No Egipto, dois anos depois dos protestos da praça Tahir - que estiveram na origem da queda do governo de Mubarak - os habitantes do Cairo voltaram à rua, desta vez para exigirem a demissão do governo do presidente Morsi, acusado de manipulação dos resultados eleitorais que lhe deram a vitória há um ano atrás e da crescente islamização da sociedade egípcia desde que a Irmandade Muçulmana ascendeu ao poder. Também aqui os jovens da praça Tahir exigem democracia, educação e emprego.
Finalmente, o que começou por ser um protesto dos habitantes de S. Paulo - contra o aumento das tarifas dos transportes da cidade – alastrou a dezenas de cidades brasileiras, agora já não apenas contra os preços dos bilhetes, mas por melhores transportes, melhores escolas e melhores hospitais, exigências num pais democrático, onde 1/3 da população continua a não ter acesso a uma vida decente. Isto, ao mesmo tempo que o governo brasileiro gasta centenas de milhões de euros na organização de eventos desportivos para glorificação da suas classes dirigentes.

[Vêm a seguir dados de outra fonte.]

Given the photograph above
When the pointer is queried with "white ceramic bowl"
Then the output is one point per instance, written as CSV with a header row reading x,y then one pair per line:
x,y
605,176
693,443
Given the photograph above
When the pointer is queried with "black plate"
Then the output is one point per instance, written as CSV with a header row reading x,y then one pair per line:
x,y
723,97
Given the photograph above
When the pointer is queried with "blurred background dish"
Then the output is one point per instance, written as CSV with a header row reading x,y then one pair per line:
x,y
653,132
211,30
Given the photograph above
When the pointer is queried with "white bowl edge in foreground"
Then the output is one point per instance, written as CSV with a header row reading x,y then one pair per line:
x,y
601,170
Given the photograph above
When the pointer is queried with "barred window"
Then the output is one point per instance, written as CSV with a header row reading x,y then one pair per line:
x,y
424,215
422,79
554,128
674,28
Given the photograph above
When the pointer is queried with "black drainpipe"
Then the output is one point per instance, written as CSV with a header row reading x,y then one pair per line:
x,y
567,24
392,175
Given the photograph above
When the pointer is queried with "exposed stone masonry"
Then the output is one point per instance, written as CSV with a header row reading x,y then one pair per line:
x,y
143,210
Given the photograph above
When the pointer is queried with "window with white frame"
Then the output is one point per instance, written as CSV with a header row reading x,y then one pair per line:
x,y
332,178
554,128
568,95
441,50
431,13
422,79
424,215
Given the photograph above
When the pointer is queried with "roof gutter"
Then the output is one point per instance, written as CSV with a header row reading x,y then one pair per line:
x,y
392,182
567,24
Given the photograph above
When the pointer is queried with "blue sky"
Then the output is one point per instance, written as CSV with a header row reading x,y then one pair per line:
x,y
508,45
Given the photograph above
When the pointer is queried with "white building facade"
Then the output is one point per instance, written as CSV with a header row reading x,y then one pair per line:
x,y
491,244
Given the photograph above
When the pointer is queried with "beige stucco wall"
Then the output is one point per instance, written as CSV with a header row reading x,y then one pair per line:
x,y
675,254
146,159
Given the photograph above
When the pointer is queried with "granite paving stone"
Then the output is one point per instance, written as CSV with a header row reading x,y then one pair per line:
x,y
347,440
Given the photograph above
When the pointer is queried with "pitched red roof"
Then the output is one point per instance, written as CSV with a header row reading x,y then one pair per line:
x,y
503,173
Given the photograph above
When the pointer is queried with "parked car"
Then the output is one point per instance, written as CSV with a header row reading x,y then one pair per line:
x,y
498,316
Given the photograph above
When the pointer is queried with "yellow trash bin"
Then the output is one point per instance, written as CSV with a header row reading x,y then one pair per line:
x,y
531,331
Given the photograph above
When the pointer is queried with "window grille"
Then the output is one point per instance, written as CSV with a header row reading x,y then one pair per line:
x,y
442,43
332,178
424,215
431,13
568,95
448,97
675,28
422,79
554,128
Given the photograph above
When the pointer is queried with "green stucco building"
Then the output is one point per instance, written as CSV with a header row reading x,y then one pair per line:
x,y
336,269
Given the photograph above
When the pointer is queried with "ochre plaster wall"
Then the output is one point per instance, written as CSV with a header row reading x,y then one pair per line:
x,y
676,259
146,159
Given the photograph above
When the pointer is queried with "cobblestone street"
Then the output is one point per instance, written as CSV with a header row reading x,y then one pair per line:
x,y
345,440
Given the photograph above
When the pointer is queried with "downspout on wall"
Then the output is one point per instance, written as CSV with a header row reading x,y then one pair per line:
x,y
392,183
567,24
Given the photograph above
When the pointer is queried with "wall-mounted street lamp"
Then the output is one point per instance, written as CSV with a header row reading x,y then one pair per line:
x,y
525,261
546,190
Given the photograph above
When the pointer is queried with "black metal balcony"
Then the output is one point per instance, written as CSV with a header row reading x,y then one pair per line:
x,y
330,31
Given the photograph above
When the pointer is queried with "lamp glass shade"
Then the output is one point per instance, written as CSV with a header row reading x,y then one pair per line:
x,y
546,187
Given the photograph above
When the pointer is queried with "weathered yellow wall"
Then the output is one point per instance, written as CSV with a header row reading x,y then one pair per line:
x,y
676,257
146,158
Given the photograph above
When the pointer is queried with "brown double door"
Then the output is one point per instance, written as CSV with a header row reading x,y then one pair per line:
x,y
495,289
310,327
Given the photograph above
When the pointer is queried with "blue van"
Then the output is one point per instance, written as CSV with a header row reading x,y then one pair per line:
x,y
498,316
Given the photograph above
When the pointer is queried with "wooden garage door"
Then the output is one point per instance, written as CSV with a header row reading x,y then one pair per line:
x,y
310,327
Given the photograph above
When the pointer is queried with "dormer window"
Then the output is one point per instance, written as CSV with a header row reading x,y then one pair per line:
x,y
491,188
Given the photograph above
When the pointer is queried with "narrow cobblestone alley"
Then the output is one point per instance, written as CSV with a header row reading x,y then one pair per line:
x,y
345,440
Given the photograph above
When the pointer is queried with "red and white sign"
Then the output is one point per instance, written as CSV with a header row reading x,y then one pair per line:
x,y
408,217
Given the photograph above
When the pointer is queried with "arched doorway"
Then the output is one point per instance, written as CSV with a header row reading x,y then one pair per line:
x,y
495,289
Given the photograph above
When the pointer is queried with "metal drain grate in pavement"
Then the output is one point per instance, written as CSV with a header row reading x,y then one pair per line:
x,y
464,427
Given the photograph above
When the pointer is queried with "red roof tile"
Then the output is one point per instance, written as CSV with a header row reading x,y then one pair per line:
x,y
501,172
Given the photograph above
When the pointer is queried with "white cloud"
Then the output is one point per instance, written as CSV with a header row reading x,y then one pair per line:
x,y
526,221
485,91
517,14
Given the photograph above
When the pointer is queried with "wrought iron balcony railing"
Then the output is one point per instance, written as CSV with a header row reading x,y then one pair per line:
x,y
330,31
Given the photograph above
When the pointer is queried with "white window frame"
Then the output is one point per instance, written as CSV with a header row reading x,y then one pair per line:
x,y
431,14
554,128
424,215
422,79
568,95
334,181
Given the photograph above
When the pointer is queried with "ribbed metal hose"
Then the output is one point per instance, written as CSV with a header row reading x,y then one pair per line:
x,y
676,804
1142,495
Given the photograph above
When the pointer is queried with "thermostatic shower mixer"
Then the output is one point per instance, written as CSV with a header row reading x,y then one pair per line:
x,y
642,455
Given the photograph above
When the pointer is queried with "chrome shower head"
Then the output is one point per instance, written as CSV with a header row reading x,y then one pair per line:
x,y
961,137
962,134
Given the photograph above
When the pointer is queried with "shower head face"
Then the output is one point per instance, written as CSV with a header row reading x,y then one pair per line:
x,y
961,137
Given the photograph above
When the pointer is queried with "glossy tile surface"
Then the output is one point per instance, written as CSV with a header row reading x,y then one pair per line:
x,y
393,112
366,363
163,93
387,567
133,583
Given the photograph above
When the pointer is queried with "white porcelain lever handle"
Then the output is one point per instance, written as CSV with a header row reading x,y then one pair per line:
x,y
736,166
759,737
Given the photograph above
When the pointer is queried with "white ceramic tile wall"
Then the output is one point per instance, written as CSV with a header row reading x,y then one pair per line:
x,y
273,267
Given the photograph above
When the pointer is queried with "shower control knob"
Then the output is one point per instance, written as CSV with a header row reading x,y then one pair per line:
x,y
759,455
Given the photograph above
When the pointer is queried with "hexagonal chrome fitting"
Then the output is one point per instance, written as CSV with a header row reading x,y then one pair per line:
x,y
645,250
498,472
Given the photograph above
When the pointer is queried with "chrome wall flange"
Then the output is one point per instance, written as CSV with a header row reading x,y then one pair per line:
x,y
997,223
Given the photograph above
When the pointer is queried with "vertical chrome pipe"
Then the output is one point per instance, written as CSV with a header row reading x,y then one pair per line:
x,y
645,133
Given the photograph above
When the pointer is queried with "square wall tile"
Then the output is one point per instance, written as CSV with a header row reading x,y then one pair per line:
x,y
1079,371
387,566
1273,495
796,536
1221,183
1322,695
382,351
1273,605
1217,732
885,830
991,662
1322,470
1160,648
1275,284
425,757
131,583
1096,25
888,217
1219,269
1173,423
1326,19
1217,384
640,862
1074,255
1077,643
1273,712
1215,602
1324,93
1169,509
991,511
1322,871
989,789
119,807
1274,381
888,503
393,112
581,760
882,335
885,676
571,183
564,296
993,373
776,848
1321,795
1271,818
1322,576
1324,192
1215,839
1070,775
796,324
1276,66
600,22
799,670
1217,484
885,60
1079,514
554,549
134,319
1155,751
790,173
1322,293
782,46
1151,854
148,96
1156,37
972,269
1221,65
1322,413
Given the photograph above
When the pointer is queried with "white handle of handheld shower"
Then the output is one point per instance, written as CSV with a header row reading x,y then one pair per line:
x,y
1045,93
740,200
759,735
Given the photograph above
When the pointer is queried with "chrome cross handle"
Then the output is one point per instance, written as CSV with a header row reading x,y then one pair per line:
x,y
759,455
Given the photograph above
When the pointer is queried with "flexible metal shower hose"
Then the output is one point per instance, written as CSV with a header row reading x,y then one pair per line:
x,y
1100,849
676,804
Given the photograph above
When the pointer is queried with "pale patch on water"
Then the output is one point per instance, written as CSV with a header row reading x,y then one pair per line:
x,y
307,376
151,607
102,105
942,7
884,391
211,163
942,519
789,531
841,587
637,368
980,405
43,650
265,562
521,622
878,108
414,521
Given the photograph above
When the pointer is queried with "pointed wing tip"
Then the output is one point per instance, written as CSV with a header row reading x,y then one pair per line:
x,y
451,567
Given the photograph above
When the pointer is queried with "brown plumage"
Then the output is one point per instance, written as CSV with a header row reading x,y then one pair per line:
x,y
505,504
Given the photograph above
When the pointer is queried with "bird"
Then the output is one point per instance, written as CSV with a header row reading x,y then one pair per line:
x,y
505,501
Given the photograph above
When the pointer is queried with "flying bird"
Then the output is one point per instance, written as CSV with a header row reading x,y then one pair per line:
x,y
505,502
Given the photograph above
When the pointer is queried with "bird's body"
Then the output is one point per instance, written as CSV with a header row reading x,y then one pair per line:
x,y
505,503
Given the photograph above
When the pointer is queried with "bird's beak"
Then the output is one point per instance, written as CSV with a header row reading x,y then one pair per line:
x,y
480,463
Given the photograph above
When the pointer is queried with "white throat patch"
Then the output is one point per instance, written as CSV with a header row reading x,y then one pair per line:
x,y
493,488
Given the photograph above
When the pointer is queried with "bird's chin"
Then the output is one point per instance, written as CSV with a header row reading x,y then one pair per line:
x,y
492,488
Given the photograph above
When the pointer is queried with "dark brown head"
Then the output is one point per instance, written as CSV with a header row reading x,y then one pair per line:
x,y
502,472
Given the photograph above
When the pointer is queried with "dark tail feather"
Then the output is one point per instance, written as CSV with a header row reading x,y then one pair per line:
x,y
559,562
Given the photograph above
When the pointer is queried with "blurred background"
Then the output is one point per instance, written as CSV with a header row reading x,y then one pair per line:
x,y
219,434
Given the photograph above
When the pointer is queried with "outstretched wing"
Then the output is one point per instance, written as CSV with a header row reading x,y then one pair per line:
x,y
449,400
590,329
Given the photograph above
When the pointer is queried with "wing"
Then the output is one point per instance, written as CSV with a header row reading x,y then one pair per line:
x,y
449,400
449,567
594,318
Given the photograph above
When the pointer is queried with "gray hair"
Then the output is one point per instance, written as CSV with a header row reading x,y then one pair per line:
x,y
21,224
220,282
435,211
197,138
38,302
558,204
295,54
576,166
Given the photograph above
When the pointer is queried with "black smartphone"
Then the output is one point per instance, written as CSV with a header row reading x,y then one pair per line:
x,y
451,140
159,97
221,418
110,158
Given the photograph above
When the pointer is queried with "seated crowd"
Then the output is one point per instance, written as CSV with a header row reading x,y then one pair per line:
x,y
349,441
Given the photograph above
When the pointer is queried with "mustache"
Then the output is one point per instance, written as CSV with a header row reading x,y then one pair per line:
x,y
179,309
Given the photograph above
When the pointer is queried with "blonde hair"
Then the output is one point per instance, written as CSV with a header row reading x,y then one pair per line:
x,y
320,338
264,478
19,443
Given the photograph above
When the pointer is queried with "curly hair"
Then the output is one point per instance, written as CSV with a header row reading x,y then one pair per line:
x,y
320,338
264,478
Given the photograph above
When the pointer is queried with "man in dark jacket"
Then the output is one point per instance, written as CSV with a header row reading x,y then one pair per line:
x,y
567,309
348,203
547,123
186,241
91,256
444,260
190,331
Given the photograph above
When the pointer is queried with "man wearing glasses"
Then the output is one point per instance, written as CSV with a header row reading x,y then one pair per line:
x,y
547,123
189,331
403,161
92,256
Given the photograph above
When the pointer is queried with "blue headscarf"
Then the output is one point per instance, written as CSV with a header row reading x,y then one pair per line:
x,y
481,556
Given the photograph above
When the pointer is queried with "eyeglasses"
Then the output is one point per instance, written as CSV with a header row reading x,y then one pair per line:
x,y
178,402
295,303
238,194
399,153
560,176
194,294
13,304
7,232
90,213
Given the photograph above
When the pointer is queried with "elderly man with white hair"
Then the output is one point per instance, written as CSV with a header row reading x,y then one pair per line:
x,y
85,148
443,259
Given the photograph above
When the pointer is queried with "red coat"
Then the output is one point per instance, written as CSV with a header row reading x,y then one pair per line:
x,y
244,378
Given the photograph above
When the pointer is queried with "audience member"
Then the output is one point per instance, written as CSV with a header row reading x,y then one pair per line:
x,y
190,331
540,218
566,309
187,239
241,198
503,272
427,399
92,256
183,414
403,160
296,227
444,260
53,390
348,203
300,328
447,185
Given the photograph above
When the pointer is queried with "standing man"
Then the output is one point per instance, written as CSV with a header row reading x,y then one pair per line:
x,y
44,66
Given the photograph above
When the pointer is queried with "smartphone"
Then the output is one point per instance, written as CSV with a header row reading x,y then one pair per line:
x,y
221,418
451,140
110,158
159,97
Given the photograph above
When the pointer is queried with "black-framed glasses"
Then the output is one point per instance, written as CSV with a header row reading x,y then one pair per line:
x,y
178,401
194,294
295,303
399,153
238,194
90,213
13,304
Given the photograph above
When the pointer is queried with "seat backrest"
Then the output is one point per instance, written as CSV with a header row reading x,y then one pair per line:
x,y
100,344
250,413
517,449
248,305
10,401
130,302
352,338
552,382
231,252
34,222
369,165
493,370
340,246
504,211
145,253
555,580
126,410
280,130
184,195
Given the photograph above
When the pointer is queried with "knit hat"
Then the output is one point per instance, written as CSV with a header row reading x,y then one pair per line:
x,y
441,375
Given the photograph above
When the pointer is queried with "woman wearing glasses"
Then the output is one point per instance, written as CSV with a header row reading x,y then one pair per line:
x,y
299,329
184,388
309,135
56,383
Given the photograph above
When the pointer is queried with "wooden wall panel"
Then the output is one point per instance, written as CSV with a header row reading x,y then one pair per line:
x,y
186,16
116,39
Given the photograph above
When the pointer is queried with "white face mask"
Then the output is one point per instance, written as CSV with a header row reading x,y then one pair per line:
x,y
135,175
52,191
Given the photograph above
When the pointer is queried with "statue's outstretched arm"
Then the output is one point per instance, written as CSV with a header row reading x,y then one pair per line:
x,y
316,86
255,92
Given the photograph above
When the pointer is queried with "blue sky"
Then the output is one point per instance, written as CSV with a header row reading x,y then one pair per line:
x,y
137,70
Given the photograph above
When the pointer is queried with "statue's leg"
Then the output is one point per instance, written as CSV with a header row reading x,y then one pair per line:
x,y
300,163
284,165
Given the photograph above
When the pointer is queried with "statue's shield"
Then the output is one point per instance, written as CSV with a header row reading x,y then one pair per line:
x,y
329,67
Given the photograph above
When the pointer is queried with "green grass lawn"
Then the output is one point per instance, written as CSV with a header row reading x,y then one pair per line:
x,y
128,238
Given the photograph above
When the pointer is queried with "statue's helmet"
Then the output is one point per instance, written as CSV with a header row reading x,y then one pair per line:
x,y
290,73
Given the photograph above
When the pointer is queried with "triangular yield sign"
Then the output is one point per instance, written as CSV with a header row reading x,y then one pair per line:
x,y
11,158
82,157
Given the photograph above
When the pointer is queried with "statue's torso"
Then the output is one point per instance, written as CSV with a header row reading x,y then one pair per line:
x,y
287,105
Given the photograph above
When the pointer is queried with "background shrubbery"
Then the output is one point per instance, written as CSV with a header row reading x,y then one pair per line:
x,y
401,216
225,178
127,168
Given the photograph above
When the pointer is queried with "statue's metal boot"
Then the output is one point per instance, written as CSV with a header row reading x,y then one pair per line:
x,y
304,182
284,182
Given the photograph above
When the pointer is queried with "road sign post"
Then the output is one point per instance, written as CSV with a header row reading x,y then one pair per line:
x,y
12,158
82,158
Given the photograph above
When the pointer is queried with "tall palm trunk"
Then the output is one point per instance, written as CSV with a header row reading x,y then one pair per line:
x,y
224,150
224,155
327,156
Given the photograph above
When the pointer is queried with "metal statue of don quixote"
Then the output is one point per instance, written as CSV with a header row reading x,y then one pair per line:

Alguma coisa está a passar-se em países e sociedades tão diversas, onde, há relativamente pouco tempo, as populações pareciam mergulhadas numa apatia geral, certamente explicadas pelos regimes de “democracia musculada” em que viviam, ou, na alternativa brasileira, numa bolha de crescimento económico, que se revelou artificial.
Se há um denominador comum em todos estes protestos, este deve ser procurado na recusa das novas gerações em aceitar regimes autoritários e corruptos, que mais não fazem do que reproduzir os modelos dos governos que eles próprios derrubaram, com a promessa de que, a partir de agora, tudo seria diferente,. Não foi. Não é. É isso que estes jovens, muitos deles educados, mas desempregados e sem futuro em sociedades onde a população jovem é maioritária, já perceberam. E porque deixaram de acreditar e não têm tempo para construir um futuro diferente, mais não lhes resta do que protestar. Para já, de forma espontânea e, aparentemente, desorganizada, mas com a coragem que exigem os grandes momentos. E este é, ainda que pelas piores razões, um importante momento histórico. O que se está a passar na Turquia, no Egipto ou no Brasil, apesar das suas diferenças, pode afinal estar bem mais perto do que as distancias geográficas fazem crer.